You can do it with find(1) and cpio(1):

find /home -path './my-folder/test[34].txt' -prune -o \( -type f -print \) | \
    cpio -pdamv /some/other/dir

Solution 2

You can't do this with cp alone, short of listing the files to copy. Making partial copies goes beyond cp's capabilities.

Rsync is the obvious tool for the job and it's very widespread.

If you only have POSIX tools, you can use pax. You can omit files by rewriting their path to an empty string.

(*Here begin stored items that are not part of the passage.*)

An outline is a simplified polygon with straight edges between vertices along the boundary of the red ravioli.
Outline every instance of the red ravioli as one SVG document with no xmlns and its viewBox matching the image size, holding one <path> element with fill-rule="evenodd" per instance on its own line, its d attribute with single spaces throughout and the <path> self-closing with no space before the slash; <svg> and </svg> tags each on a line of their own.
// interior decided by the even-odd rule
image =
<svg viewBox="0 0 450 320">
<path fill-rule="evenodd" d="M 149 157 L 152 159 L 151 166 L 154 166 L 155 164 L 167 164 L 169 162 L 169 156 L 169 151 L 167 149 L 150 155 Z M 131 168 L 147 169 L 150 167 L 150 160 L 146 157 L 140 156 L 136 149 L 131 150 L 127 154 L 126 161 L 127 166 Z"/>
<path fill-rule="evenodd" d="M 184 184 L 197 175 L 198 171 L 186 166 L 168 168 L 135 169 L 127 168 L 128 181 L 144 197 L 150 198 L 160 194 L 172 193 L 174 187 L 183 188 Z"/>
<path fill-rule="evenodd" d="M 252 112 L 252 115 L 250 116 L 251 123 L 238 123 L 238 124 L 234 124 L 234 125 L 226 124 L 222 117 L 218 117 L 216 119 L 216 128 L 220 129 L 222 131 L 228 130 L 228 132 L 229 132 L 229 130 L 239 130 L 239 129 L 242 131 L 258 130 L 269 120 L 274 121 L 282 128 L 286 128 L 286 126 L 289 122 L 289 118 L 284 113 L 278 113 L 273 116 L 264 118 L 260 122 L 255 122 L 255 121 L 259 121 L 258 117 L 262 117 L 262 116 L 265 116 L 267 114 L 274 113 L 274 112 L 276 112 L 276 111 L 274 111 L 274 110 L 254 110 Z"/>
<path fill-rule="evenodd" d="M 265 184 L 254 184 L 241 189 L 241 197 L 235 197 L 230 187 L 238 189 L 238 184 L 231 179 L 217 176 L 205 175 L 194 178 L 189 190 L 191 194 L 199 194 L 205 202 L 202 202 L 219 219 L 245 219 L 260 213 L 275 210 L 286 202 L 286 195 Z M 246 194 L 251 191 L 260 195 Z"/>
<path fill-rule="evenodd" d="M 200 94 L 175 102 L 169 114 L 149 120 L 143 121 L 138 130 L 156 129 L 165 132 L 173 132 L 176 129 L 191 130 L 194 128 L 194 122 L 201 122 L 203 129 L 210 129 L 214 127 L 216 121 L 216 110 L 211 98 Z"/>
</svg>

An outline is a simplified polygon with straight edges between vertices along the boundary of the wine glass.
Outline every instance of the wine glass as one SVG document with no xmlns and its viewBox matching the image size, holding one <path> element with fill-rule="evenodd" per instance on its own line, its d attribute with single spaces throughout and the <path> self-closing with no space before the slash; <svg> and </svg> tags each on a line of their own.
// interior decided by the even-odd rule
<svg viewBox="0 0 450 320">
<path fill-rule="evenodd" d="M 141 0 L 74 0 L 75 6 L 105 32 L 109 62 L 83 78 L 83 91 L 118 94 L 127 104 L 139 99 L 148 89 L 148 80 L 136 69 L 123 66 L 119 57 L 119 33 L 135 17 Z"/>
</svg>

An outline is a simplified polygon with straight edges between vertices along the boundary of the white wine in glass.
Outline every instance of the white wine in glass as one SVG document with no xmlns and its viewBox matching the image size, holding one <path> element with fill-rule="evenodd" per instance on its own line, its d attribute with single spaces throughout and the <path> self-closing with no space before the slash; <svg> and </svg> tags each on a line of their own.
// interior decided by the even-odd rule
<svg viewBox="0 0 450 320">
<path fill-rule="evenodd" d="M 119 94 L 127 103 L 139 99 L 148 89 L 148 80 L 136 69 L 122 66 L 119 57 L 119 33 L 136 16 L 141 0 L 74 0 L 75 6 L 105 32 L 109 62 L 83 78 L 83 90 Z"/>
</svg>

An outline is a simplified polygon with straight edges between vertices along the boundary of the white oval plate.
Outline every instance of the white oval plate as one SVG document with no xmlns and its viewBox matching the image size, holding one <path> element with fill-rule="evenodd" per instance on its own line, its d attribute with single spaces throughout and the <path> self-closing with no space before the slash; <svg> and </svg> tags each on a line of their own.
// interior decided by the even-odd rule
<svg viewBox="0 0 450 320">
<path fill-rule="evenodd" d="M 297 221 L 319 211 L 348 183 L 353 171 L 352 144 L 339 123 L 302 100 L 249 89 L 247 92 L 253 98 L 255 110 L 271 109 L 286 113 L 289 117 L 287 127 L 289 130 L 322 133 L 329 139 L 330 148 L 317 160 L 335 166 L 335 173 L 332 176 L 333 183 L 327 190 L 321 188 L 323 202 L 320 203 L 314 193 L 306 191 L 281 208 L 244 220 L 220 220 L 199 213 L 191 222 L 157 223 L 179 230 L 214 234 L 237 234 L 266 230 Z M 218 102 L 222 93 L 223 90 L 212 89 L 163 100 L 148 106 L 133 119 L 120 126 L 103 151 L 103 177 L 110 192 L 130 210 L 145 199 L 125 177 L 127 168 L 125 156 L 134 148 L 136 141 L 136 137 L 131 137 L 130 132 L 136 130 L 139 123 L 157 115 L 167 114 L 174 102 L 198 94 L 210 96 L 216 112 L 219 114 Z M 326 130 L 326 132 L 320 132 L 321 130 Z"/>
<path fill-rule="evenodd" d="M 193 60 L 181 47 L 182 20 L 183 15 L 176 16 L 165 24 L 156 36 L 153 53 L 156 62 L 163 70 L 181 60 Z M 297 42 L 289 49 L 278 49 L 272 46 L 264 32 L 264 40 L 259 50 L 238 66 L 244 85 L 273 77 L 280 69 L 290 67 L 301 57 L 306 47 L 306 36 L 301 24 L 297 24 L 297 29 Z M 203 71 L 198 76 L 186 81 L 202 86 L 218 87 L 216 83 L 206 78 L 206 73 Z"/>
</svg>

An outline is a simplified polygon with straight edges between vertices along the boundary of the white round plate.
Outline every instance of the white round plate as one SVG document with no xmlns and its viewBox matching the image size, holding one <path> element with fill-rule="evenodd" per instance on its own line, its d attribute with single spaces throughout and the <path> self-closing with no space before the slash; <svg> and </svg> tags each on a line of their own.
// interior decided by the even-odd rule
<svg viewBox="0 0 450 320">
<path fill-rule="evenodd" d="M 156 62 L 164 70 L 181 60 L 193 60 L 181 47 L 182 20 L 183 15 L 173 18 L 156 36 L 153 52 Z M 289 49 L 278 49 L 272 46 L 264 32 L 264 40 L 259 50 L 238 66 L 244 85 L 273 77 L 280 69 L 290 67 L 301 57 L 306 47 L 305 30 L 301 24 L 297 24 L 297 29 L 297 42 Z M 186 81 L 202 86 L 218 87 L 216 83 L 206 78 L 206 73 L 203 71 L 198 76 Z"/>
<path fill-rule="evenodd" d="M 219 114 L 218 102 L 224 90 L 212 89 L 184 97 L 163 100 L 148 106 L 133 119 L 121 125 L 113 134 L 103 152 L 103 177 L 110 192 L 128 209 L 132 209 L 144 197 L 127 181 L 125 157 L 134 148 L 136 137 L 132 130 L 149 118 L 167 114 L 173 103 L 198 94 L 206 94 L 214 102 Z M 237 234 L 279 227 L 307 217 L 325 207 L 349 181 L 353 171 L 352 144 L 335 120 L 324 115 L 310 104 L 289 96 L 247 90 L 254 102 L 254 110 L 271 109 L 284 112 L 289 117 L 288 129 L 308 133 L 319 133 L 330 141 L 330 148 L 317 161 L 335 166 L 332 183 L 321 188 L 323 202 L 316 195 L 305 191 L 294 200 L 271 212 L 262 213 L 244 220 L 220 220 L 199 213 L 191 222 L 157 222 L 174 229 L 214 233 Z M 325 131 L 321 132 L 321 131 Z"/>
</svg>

cd /home && pax -rw -pe -s'~^\./my-folder/test[34]\.txt$~~' . /path/to/destination

If you have only a minimal Linux server that lacks pax, see if its traditional equivalents cpio or tar are available. See lcd047's answer for a cpio example. With GNU tar, you can do

mkdir /path/to/destination
tar -cf - -C /home --exclude='./my-folder/test[34].txt' . |
  tar -xf - -C /path/to/destination

Solution 3

Rsync

I was in need of something like this and dive a bit on the forums. As mentioned from Gilles, I find that the best way is to use RSYNC. Two things that I like about it:

  • You can use an external file like .gitignore as an input to exclude the files and folders you don't want to copy over.
  • it's efficiency when you need to do repeat the same backup(copy) of the same source directory(you don't need to copy existing files or folders) as I will mention below in Example 4.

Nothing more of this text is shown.